Oh, and we could stand to get rid of advertisements that purport women are revenge-obsessed bitches, especially when menstruating, too. Thanks.
Then came another article about Purity Balls... you know, the ceremonies that fetishise a young girl's virginity, try to guilt her into abstinence until marriage, and reduce her to an object, the property of her father and her future husband. Those things. I’m detecting a trend. It has apparently come back into some fashionable vogue to try and return to the way we never were, where Men were Men (and there were no such things as homosexuals, only sinful sodomites, and we don’t talk about them), Women were Property, totally subservient to their husbands and mistresses of cooking, cleaning, and childbearing, Daughters were only worth their bride price and needing to be sold off to the appropriate son for political or financial purposes and all of them virgins, because Everyone Knows that sex before marriage was Wrong and meant that all sorts of icky diseases would inevitably find you... or the daughter would have to mysteriously go see an aunt for a few months, and then would return from her illness, and Boys Would Be Boys.
While I’m probably guilty of it some myself, it would be nice to knock down the prevailing assumption that men somehow know what’s better for women than women do. (Says the male blogger writing about women’s issues) Gone are the days where daughters were valuable financial assets to be married off and sons were valuable financial assets to attract other people’s daughters with. For the most part, while the concept of marrying for love rather than economic stability is new, it is the dominant mode of today’s society. In fact, it is possible now for a couple to remain unmarried for significant stretches of time and stay economically afloat. In this new society, while the idea of women being virgins is still important for some religious beliefs, there is no compelling government interest in the matter, considering the current widespread availability of contraceptive chemicals and barriers that can protect both against birth and against the transmission of diseases. With proper education on their use, it should be theoretically possible for any woman to enjoy her life the way she wants to, whether abstaining from sex for her own personal reasons or engaging in as much risk-reduced sex as possible.
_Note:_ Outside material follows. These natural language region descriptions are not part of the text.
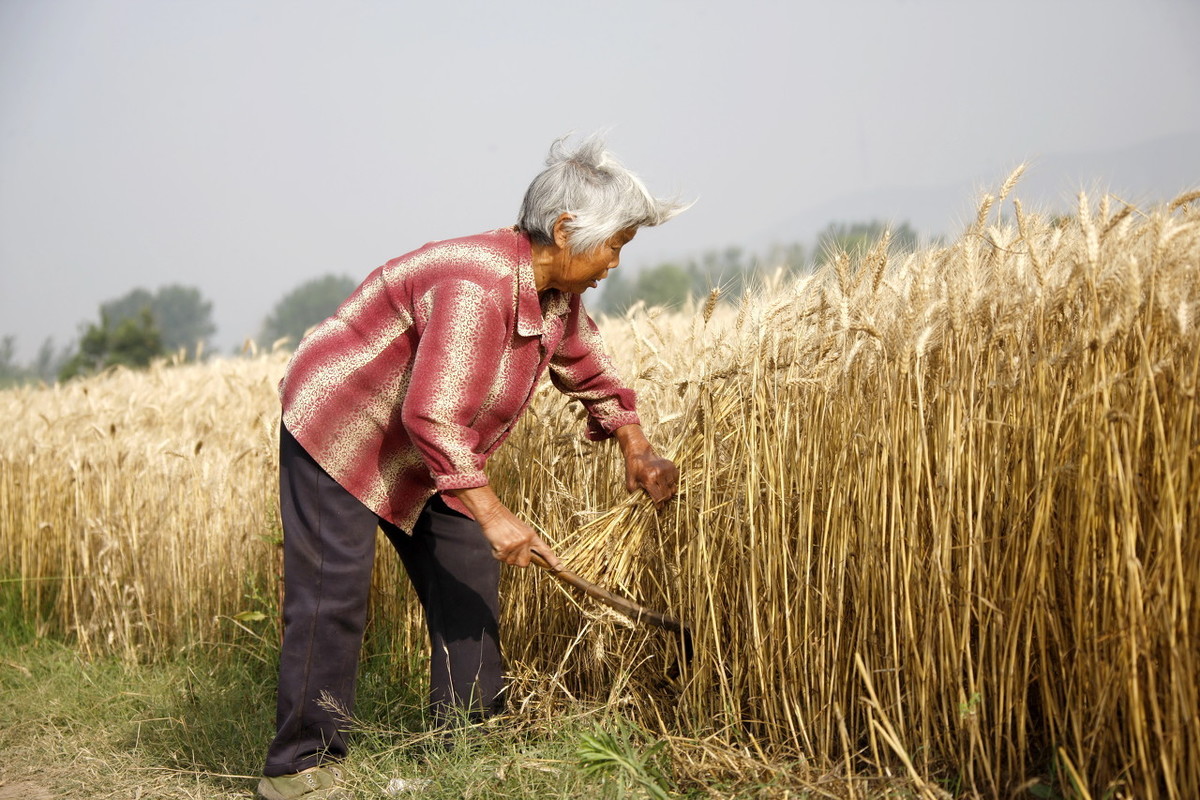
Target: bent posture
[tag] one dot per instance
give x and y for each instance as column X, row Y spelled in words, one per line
column 391, row 408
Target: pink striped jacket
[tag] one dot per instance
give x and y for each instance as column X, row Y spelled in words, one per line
column 424, row 371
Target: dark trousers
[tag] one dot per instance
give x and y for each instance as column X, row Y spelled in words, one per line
column 328, row 557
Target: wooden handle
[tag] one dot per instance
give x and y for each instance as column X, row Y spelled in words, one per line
column 624, row 605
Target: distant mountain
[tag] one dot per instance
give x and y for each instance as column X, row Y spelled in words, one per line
column 1143, row 174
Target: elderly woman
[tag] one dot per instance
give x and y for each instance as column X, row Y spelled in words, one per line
column 390, row 410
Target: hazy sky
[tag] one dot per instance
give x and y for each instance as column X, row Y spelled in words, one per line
column 246, row 145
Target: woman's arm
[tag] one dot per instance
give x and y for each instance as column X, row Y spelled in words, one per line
column 510, row 537
column 645, row 468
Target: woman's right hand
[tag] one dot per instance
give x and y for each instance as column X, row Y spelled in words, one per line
column 511, row 539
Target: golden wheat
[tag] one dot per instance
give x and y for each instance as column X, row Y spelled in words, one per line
column 936, row 517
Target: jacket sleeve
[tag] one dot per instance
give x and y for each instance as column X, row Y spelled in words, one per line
column 581, row 368
column 453, row 371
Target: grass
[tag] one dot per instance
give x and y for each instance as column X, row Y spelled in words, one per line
column 196, row 726
column 936, row 528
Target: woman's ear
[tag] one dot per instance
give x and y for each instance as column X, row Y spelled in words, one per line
column 562, row 235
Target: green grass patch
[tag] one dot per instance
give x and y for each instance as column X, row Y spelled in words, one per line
column 197, row 726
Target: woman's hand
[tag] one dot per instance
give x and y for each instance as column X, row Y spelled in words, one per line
column 513, row 541
column 645, row 468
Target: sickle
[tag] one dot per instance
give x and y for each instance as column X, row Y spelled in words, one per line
column 624, row 605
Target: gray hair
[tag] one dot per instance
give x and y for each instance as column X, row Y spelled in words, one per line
column 589, row 184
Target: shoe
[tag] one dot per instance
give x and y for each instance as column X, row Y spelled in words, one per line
column 313, row 783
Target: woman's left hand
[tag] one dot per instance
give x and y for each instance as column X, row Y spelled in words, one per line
column 645, row 468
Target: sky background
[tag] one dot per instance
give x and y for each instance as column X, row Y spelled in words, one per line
column 244, row 146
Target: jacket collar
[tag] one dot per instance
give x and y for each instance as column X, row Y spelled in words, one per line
column 531, row 316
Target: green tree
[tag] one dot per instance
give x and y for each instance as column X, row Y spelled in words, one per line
column 305, row 306
column 858, row 238
column 11, row 373
column 181, row 314
column 133, row 342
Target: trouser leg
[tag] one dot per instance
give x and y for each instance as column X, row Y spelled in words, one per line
column 457, row 579
column 328, row 555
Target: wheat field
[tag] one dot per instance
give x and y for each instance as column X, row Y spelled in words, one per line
column 937, row 515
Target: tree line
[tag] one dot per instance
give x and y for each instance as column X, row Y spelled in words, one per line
column 141, row 325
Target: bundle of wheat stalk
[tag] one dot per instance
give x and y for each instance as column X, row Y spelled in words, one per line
column 936, row 516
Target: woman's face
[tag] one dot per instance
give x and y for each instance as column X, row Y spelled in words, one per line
column 582, row 271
Under that reasoning, the current government’s policy on women’s health and reproductive rights is well away from where it should be. Setting aside all the other functions that they have in addition to the stated one, if religious ideas about purity and virginity are the only reasons why people continue to oppose widespread education and use about birth control, then chemical birth control methods should be legal, regardless of whether one defines conception at fertilization or implantation. Grabs like these as attempts to control women and try to keep them as objects should be whipped solidly and sent back from whence they came.
Oh, and we could stand to get rid of advertisements that purport women are revenge-obsessed bitches, especially when menstruating, too. Thanks.